I dodged a…not a bullet, more like a slow-lobbed softball…today. I was a standby juror for the Cook County courtroom in Skokie today, but when I called in, only people with last names beginning H through S had to report.
I’m relieved. Somehow, this time it just seemed like a drag.
Although at least they’ve straightened out the cell phone situation, and all the juror materials spell out a consistent policy: The ban on electronic communications devices applies only to the Criminal Court at 26th and California, and even there it does not apply to jurors.
I guess the courts have finally realized that cell phones are not some newfangled court-business-disruption doohickey, but rather an important part of how everybody lives their lives, so it’s a bit extreme to deprive people of them for the convenience of the court. But I suspect what’s also happened is that cell phones are so useful that the courts just run more smoothly if all the court personnel and lawyers have them. And once you have so many phones permitted in the court — some of which are bound to ring at the wrong time — letting jurors and other participants have them doesn’t seem like a big deal anymore. They’re just another disruption.
Interestingly, the stated reason for having any cell-phone ban at all is because some people connected to criminal defendants were using them to snap photos of jurors, presumably in an attempt to intimidate them. Apparently it’s only a serious problem at the main criminal court building, because the ban has been suspended at all the other court buildings, and it doesn’t apply at all downtown because they don’t handle criminal cases there.
Anyway, I’ve usually been kind of excited about jury duty. I write a lot about legal issues, and jury duty is a good chance to see the system at work. Both times I served, I found it a fascinating experience. This time, though, I didn’t want to go. I just didn’t feel up to dealing with serious drama and arguing with people. (I know you lawyers read this and go, “What? Why? Isn’t that the best thing ever?”)

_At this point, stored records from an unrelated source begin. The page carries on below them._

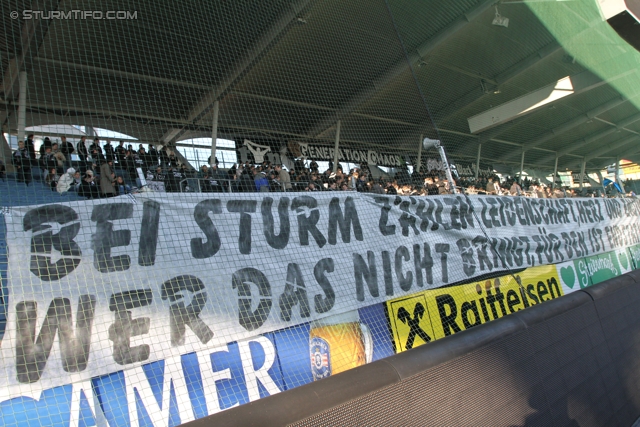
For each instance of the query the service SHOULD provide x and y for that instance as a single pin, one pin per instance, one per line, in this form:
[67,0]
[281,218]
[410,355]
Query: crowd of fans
[105,171]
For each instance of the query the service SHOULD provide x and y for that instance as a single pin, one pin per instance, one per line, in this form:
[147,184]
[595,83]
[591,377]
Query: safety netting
[207,203]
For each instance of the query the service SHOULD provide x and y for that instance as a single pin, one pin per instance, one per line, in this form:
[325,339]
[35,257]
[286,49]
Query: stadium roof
[558,81]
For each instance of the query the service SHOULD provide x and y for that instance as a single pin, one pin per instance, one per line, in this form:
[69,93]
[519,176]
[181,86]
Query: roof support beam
[576,145]
[448,112]
[399,68]
[507,75]
[125,74]
[611,147]
[526,104]
[565,127]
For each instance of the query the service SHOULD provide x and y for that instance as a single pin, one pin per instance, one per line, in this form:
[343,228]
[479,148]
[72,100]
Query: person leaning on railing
[22,160]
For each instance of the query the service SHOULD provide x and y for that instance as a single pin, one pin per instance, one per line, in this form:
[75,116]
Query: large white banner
[100,286]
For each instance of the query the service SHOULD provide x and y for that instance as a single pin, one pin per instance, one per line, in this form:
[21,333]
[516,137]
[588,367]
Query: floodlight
[500,20]
[428,143]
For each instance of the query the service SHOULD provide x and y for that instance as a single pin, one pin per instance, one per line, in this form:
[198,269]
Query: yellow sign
[410,322]
[441,312]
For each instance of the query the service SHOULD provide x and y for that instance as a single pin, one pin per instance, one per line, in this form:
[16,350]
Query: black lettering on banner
[281,240]
[149,233]
[414,324]
[386,269]
[481,244]
[449,325]
[407,219]
[553,283]
[405,281]
[466,252]
[512,300]
[243,207]
[36,220]
[421,263]
[344,222]
[181,316]
[483,214]
[368,272]
[464,313]
[32,353]
[106,238]
[200,249]
[425,216]
[242,280]
[443,250]
[294,293]
[493,211]
[324,304]
[385,229]
[439,210]
[125,327]
[308,224]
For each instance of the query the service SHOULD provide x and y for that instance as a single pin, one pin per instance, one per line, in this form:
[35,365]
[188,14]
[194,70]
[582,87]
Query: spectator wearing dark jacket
[88,188]
[22,162]
[107,179]
[120,153]
[66,148]
[30,146]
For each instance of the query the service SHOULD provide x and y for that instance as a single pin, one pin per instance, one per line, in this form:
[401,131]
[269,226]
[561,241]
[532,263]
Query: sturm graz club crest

Last time I served on a criminal jury, I convicted a guy of a felony assault against a Melrose Park police officer, and rather than face the sentence, he fled. A few years later, the Melrose Park Police Department was hit with a scandal, involving a private security firm owned by Chief Vito Scalvo (now in federal prison) and staffed with on-duty officers (I have no idea whether the officer who testified was one of them). Local businesses had been pressured into hiring the firm.
All of which raises the question: If I had known the Melrose Park police department was filled with thieves and extortionists, would I have been as willing to believe the testimony of one of its officers? Which raises the bigger question: Did I fuck up a guy’s life on the word of a crooked cop?
I guess I’m glad I didn’t get picked at least in part because I just didn’t feel up to making perilous decisions about someone else’s freedom again.